The Uttarakhand government’s move to scrap the madrasa board and replace it with the Uttarakhand State Minority Education Authority (USMEA) has attracted sharp criticism from Muslim bodies and scholars across India with several of them terming the move as unconstitutional while some have demanded that the move be withdrawn.
While some Muslim groups have moved the Uttarakhand High Court against the government’s move, Muslim leaders, including the Uttarakhand Muslim Seva Sangathan, have condemned the action, calling it a direct assault on minority rights to education.
“The way the madrasa board has been finished in Uttarakhand. It is regrettable and I criticise it on behalf of the All India Shia Personal Law Board (AISPLB) as madrasas are completely being targeted. On one hand, Modi ji (PM) is saying that in madrasas, there should be laptop in one hand of a student and Quran in the other….the PM is talking about sabka saath, sabka vikas (togetherness and development of all). And on the other hand, the way the Uttarakhand government has acted against the Madaris-e-Arabiya and the way it has ended the madrasa board…. this is absolutely incorrect,” said the AISPLB spokesperson Maulana Yasoob Abbas.
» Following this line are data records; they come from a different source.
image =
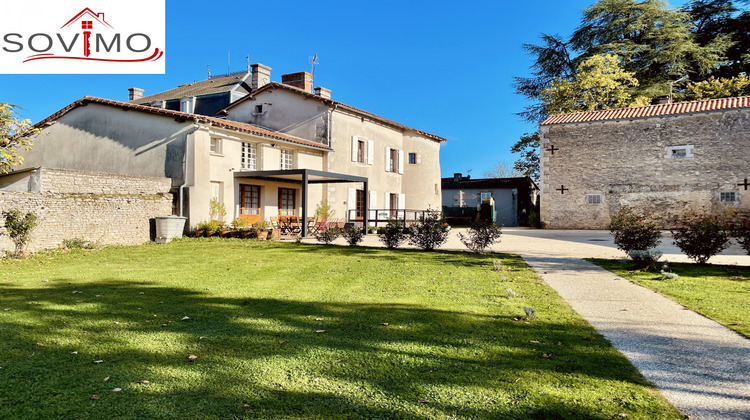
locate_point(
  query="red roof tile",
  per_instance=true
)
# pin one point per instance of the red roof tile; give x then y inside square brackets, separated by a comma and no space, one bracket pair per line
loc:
[274,85]
[650,111]
[233,125]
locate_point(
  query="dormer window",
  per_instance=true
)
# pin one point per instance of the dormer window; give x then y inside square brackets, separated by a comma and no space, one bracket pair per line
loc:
[187,105]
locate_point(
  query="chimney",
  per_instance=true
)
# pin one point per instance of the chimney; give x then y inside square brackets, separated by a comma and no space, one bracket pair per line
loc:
[261,76]
[301,80]
[135,93]
[323,92]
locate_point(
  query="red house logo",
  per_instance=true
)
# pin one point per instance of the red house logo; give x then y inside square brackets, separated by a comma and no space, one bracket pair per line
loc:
[84,42]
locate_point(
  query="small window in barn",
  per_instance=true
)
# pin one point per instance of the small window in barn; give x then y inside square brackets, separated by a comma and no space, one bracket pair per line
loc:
[727,196]
[679,152]
[215,146]
[593,198]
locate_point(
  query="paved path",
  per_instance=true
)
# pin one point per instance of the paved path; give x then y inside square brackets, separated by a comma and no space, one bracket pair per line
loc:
[700,366]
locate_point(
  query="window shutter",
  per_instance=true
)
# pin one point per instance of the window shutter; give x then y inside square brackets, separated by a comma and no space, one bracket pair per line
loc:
[355,140]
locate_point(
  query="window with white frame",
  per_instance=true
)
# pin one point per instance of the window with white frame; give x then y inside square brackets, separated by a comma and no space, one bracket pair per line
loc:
[679,152]
[287,159]
[216,146]
[593,198]
[728,196]
[249,156]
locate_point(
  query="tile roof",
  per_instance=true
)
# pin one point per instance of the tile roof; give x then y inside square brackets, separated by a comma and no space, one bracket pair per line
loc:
[518,182]
[275,85]
[232,125]
[650,111]
[217,84]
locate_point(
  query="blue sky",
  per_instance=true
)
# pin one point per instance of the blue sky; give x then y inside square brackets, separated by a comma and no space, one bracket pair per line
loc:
[441,67]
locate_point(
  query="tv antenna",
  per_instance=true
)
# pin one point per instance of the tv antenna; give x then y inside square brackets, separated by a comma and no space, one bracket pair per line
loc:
[313,61]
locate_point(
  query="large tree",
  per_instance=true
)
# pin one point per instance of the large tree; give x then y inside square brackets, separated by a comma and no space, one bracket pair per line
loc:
[655,43]
[15,136]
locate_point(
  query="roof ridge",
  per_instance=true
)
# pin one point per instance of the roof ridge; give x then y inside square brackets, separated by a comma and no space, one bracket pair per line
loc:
[234,125]
[703,105]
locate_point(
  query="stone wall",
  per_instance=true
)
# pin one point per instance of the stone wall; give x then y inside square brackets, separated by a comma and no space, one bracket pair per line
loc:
[630,163]
[104,208]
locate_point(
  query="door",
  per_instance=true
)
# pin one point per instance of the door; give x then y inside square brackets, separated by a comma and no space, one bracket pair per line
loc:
[287,203]
[250,203]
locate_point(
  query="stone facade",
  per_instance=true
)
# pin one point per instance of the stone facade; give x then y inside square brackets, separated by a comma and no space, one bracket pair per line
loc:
[104,208]
[663,165]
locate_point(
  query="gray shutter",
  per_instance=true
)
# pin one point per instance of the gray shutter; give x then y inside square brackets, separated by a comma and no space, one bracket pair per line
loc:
[355,140]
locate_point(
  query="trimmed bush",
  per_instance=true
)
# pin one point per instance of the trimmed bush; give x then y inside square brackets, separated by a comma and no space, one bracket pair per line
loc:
[634,232]
[430,233]
[481,235]
[701,236]
[392,235]
[353,235]
[19,226]
[327,235]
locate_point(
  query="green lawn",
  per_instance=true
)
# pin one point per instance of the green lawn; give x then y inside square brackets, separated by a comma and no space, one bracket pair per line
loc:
[284,330]
[719,292]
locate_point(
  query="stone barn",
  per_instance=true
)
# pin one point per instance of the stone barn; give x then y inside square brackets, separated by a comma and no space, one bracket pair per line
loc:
[662,159]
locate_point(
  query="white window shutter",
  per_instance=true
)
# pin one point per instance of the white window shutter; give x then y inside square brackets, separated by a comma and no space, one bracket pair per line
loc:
[355,141]
[370,152]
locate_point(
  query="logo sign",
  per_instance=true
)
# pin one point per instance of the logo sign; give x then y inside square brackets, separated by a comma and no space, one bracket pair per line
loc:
[90,37]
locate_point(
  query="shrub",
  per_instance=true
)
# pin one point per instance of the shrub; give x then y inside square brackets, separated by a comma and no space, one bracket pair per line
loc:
[327,235]
[353,235]
[481,235]
[634,232]
[701,236]
[19,226]
[77,243]
[392,235]
[644,258]
[741,233]
[430,233]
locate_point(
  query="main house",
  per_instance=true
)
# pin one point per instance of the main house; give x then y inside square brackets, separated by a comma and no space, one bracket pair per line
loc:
[662,160]
[274,149]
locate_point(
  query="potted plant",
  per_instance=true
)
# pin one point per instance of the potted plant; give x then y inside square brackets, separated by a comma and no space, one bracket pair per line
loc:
[262,227]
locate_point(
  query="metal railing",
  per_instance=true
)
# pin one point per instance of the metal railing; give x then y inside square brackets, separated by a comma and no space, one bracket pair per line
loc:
[376,217]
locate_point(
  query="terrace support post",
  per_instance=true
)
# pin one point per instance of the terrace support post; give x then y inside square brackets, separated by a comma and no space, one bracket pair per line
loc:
[365,222]
[304,204]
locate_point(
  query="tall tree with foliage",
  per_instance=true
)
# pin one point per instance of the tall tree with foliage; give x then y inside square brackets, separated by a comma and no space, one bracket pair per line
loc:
[528,163]
[600,83]
[15,136]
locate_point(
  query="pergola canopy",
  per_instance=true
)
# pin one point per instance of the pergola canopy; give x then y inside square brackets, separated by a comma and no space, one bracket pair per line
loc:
[306,177]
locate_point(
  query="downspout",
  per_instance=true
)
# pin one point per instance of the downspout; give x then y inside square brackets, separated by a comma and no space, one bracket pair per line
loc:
[185,168]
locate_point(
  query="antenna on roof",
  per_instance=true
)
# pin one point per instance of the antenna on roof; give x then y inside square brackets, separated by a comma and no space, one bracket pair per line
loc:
[313,61]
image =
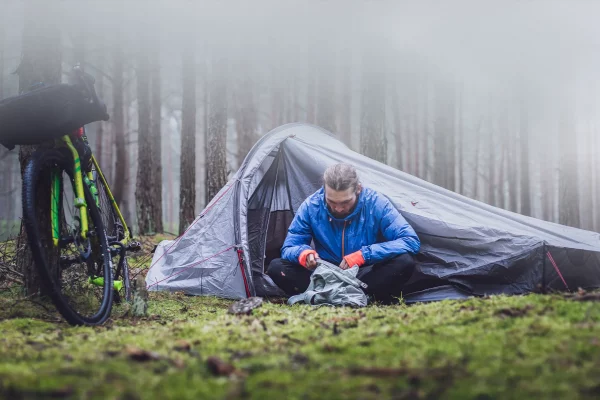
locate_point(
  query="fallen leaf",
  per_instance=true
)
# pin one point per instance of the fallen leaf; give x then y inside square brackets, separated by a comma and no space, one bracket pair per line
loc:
[514,312]
[178,363]
[219,367]
[300,358]
[378,372]
[137,354]
[331,349]
[336,330]
[238,355]
[182,345]
[245,306]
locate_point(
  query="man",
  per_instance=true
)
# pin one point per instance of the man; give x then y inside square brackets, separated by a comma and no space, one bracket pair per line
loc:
[349,225]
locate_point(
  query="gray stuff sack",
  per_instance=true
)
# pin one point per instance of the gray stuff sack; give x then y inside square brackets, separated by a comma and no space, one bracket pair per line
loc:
[331,285]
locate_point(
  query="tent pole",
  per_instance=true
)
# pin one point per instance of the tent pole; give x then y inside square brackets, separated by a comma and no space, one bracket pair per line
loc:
[544,255]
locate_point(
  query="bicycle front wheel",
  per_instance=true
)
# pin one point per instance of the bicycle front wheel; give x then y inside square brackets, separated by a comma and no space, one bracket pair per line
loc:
[76,270]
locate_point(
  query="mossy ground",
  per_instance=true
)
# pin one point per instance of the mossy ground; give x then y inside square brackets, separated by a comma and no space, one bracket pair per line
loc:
[501,347]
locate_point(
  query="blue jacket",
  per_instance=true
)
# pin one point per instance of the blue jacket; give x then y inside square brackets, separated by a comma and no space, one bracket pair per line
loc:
[375,227]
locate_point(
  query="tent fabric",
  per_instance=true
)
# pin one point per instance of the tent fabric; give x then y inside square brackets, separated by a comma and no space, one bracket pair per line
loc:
[467,247]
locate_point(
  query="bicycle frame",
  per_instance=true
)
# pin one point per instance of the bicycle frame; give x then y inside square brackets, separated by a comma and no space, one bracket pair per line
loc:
[78,181]
[127,234]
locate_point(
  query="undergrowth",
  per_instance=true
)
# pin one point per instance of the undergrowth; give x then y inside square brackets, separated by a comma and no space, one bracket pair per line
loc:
[532,346]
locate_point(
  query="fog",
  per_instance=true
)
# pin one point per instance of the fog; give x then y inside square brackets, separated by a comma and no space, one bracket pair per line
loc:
[478,79]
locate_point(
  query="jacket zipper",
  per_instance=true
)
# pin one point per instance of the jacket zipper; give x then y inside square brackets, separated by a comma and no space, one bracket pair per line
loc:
[343,237]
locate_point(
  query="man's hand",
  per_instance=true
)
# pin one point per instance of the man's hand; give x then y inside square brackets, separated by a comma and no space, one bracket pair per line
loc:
[311,261]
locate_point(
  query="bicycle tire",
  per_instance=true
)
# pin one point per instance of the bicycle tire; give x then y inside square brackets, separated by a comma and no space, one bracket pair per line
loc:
[45,258]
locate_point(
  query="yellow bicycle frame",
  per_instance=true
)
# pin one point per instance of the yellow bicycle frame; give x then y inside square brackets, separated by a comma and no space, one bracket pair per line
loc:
[80,197]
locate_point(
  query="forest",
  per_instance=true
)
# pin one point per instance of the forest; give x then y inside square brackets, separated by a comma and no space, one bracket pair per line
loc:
[472,98]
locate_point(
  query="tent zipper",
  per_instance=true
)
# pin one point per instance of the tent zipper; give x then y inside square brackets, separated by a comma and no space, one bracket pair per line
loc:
[343,238]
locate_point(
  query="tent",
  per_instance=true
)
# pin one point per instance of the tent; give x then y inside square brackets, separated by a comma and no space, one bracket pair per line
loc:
[467,247]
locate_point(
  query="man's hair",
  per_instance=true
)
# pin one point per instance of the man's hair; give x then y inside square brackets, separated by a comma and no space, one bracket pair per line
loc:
[340,177]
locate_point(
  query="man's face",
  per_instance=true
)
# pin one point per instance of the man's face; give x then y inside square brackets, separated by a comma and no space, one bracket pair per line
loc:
[341,203]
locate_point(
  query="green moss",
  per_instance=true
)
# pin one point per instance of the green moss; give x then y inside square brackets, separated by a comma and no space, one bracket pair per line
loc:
[501,347]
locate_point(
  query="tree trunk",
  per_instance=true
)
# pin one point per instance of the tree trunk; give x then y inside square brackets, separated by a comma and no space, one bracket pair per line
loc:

Abbas further said that in the past, madrasas have produced IAS, IPS, ministers, engineers and people on top posts and Madaris-e-Arabiya has given significant contribution in the country’s freedom struggle. “I object to this decision of Uttarakhand government and would like to tell the UP government that it would be better if they also strengthen the madrasa board as much as possible,” he said.
Maulana Rashid Firangi Mahal, an executive member of the All India Muslim Personal Law Board (AIMPLB) and the chairman of the Islamic Centre of India said in a statement that the move is against law and the Constitution even as he demanded that the move be withdrawn by the Uttarakhand government.
Speaking to TDG, SQR Ilyas, spokesperson for the All India Muslim Personal Law Board (AIMPLB) said that while some groups have moved the Uttarakhand High Court against the decision of the government to scrap the madrasa board, the move is anti-minority rights guaranteed in articles 29 and 30 of the Constitution of India. “The move has already been challenged in the High Court and hopefully, it will be scrapped,” he said.
With the Uttarakhand government rendering the board obsolete, the USMEA will now determine the syllabus and nature of education to be provided to children from the minority community as all minority institutions will now have to be affiliated with the Uttarakhand Board of School Education.
The government has cited functioning of a large number of madrasas illegally which it has claimed functioned as “centres of radicalisation” as a reason to disband the board. Uttarakhand CM Pushkar Singh Dhami said that the madrasas were not imparting conventional education to the children of the minority community.
The first USMEA constituted by the Dhami government will be an 11-member body with Professor Surjeet Singh Gandhi as its chairman. Besides Gandhi, USMEA will include eight government-nominated academicians and two ex officio-members, namely, the director general of school education and the director of the State Educational Research and Training Council.